Ok, well I was told that by the guy I have feelings for that we're just really close friends. I'mm slightly bummed. I mean, I can handle that, kinda. It's better than nothing but damn, when is it my turn to be happy and find love? I realize it's give and take and not always roses, crap like that. I think for once I just like my feelings reciprocated. I'm not babe of the year but I have a personality! Unless I'm just too much trouble to deal with, I have no clue.

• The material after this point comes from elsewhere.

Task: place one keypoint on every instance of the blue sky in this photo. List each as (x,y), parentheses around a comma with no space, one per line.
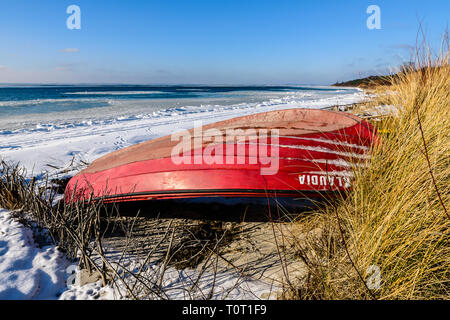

Thursday, February 9, 2012

Clueless

Ok, starting to have doubts about my giving my crush a note. I'm half tempted to tell him to just throw the stupid thing away. Why is it everytime i like a guy, I start to freak out like a teenager, outta fear of rejection? I'm not wanting to put him on the spot or lose him as a friend, he means the world to me. I just wish I knew what to do. Any advice is welcome.

Love My Way

Sorry it has been so long since I posted last. I haven't had much to write about, till now. As one of you knows, I recently got in touch again with a high school crushh of mine. I did tell him I had a crush on him in HS, but I realized I still have feelings for him.I sent him a couple things in the mail yesterday for his birthday tomorrow, the 10th. One of the things I sent was a little note. I really can't remember everything I put, but the end was I miss you, XO's Brandy. I hope he doesn't think I'm a fruitcake. He did say to me the other night, he wished I lived closer cos he would visit and that I was his only true friend. I feel sad for him, but it's not pity that fuels me. What better person than a friend to have things evolve with? That's all folks.